Differences between = and <- in Python

Asked 2 years ago, Updated 2 years ago, 14 views

When there are A and B with type list in Python (or even if type is not list)

If you declare A = B and touch A afterwards, does B change as well?

Also, in order to keep B unchanged, should I declare A <-B instead of A = B?

I just turned my code, but I've never put B on the left (left side of the equal sign) and I only touched A, but I think B has changed.

python

2022-09-21 10:44

3 Answers

Think of Python's variable as basically storing addresses

>>> a = [1,2,3]
>>> b = a

If so, a stores an address value that can refer to [1,2,3] and b stores the same address value that is stored in a.

Therefore, if you work with a.append(4), b stores the same address value as a, so if you output a and b, you will get [1, 2, 3, 4].

>>> a = [1, 2, 3]
>>> b = a
>>> a = [1, 2, 3, 4]

If you do it as above, b stores the address value that a previously pointed to, but a stores the new address value, so the two exist separately.

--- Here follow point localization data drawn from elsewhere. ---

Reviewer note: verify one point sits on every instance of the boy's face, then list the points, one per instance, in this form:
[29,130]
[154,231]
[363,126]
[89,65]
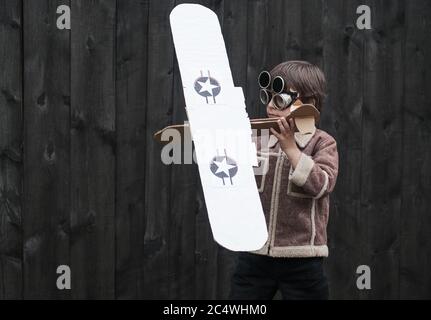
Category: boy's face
[273,112]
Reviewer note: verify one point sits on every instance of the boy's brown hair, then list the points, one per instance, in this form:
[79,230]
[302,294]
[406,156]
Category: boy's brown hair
[304,77]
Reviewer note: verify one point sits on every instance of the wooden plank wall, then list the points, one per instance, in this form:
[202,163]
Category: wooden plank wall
[82,184]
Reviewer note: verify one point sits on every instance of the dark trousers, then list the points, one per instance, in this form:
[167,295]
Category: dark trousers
[258,277]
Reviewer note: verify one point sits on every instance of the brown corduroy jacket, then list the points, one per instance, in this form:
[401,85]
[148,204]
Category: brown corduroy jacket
[296,202]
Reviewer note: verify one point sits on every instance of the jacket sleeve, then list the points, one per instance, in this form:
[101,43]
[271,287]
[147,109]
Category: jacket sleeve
[317,175]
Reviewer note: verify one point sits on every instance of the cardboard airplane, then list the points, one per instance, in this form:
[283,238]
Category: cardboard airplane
[304,115]
[216,108]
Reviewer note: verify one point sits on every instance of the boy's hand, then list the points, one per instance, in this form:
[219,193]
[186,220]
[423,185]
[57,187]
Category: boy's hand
[287,141]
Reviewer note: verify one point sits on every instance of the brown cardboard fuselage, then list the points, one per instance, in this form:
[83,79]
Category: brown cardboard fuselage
[305,116]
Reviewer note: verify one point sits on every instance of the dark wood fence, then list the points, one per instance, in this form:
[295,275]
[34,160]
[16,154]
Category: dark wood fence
[81,179]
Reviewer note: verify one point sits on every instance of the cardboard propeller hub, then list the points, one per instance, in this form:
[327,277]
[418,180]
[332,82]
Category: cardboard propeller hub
[304,115]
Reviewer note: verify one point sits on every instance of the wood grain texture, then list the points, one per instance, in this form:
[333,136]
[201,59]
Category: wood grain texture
[157,175]
[46,150]
[342,117]
[415,262]
[81,178]
[131,111]
[11,157]
[93,149]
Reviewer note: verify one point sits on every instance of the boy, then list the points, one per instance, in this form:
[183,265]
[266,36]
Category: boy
[302,171]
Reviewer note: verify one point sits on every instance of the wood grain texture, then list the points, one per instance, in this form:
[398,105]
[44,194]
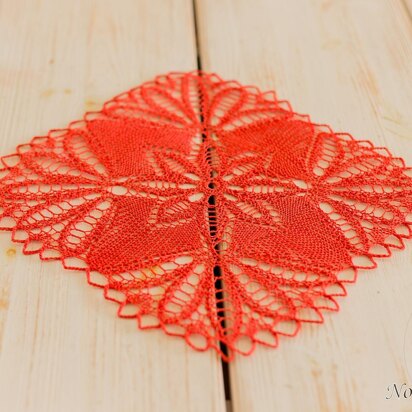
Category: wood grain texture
[348,64]
[62,346]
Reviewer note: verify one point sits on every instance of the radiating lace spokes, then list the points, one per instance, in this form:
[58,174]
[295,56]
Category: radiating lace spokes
[208,209]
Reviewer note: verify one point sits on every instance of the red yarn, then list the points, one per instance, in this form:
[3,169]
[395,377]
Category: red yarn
[211,209]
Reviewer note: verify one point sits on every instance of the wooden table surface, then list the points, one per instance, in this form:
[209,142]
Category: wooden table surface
[346,62]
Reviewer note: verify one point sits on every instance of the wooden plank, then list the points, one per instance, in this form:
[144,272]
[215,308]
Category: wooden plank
[348,64]
[62,346]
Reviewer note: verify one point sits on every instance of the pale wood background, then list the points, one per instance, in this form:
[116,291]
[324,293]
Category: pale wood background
[346,62]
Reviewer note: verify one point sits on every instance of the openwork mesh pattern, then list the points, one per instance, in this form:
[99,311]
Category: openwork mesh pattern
[208,209]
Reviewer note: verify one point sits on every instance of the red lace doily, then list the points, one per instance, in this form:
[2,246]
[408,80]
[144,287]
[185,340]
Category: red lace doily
[208,209]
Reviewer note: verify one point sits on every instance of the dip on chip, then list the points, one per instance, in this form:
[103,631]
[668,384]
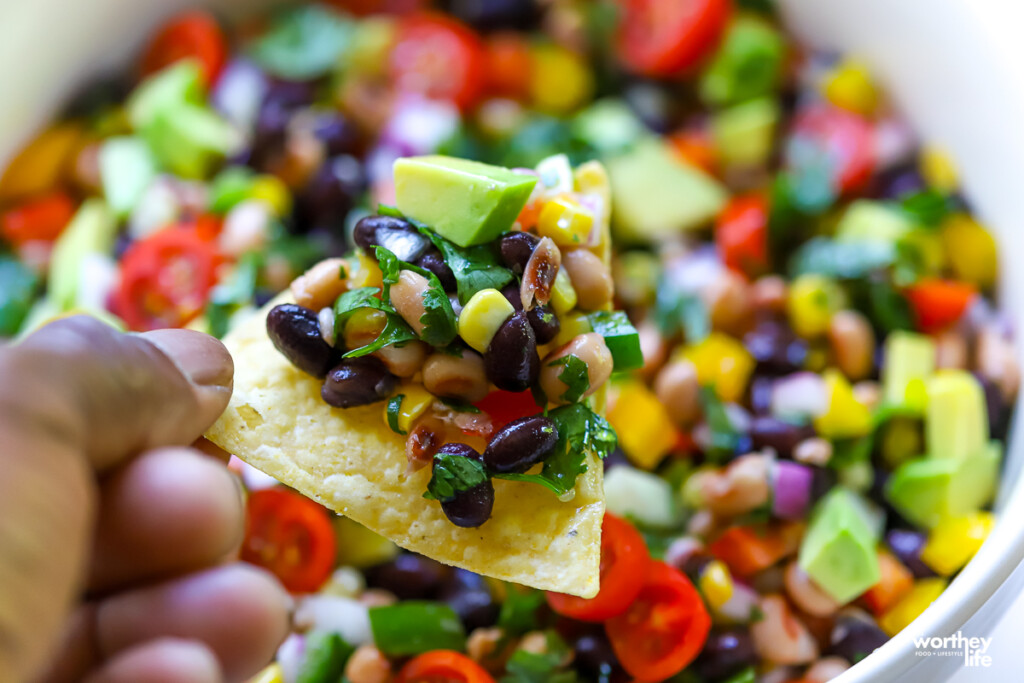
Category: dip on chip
[443,385]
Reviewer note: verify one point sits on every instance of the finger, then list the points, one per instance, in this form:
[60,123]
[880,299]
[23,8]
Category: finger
[166,512]
[167,660]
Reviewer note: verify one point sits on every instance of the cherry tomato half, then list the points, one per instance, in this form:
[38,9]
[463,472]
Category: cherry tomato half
[443,667]
[663,38]
[189,35]
[166,279]
[438,57]
[665,628]
[624,560]
[290,536]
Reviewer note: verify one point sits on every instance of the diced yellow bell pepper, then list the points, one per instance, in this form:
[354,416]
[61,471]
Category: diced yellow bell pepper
[646,433]
[954,541]
[723,363]
[924,593]
[846,417]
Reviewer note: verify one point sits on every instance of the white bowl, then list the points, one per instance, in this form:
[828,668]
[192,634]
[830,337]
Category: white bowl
[952,66]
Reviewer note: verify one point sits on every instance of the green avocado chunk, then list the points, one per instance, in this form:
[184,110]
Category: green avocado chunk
[926,491]
[465,202]
[838,551]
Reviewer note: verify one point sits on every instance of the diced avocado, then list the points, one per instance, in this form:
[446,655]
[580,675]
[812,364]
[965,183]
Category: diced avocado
[126,168]
[91,230]
[838,551]
[642,496]
[656,195]
[621,338]
[956,421]
[926,491]
[463,201]
[909,359]
[744,133]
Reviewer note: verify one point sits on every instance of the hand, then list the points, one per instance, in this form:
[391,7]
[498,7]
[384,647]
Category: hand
[113,531]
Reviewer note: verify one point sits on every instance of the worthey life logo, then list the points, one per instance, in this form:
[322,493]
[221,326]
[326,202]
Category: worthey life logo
[972,649]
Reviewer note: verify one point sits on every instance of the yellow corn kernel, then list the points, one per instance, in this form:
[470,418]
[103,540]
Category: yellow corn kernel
[273,193]
[846,417]
[924,593]
[938,170]
[646,433]
[954,541]
[850,86]
[716,584]
[812,301]
[970,250]
[723,363]
[481,316]
[565,221]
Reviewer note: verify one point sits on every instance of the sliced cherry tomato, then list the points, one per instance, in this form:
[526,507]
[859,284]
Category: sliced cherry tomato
[665,628]
[443,667]
[41,219]
[663,38]
[939,303]
[438,57]
[166,279]
[624,560]
[741,233]
[194,35]
[290,536]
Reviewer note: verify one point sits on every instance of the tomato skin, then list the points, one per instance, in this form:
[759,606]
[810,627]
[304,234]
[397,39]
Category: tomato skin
[665,38]
[442,667]
[282,525]
[438,57]
[624,559]
[166,279]
[939,303]
[192,34]
[664,630]
[741,235]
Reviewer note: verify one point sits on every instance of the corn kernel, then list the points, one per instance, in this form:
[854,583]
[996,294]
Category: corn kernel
[565,221]
[723,363]
[563,296]
[924,593]
[812,301]
[938,170]
[481,317]
[954,541]
[716,584]
[273,193]
[850,86]
[846,417]
[645,432]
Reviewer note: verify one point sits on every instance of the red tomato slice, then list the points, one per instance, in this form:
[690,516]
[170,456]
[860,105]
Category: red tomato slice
[40,219]
[939,303]
[624,560]
[664,629]
[438,57]
[663,38]
[290,536]
[189,35]
[166,280]
[741,235]
[443,667]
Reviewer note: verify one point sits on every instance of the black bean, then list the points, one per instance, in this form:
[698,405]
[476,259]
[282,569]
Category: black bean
[434,262]
[520,444]
[511,360]
[295,332]
[515,249]
[357,382]
[545,324]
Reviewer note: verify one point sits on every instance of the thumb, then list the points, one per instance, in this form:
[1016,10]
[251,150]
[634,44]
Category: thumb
[77,397]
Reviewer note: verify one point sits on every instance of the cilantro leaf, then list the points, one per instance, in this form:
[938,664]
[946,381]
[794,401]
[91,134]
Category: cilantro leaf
[454,474]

If you want to distinguish between a and b in a universal situation including a list, you can do the following.

import copy
a = [1, 2, 3]
b = copy.deepcopy(a)

>>> a
[1, 2, 3]
>>> b
[1, 2, 3]
>>> a.append(4)
>>> a
[1, 2, 3, 4]
>>> b
[1, 2, 3]


2022-09-21 10:44

Watch this.

Summary: Python does not have a <- operator, but you probably misread the < and the negative sign -


2022-09-21 10:44

If you declare A = B and touch A afterwards, does B change as well?

Yes.

Many use methods such as A = B[:] to create and assign replicas using full slicing.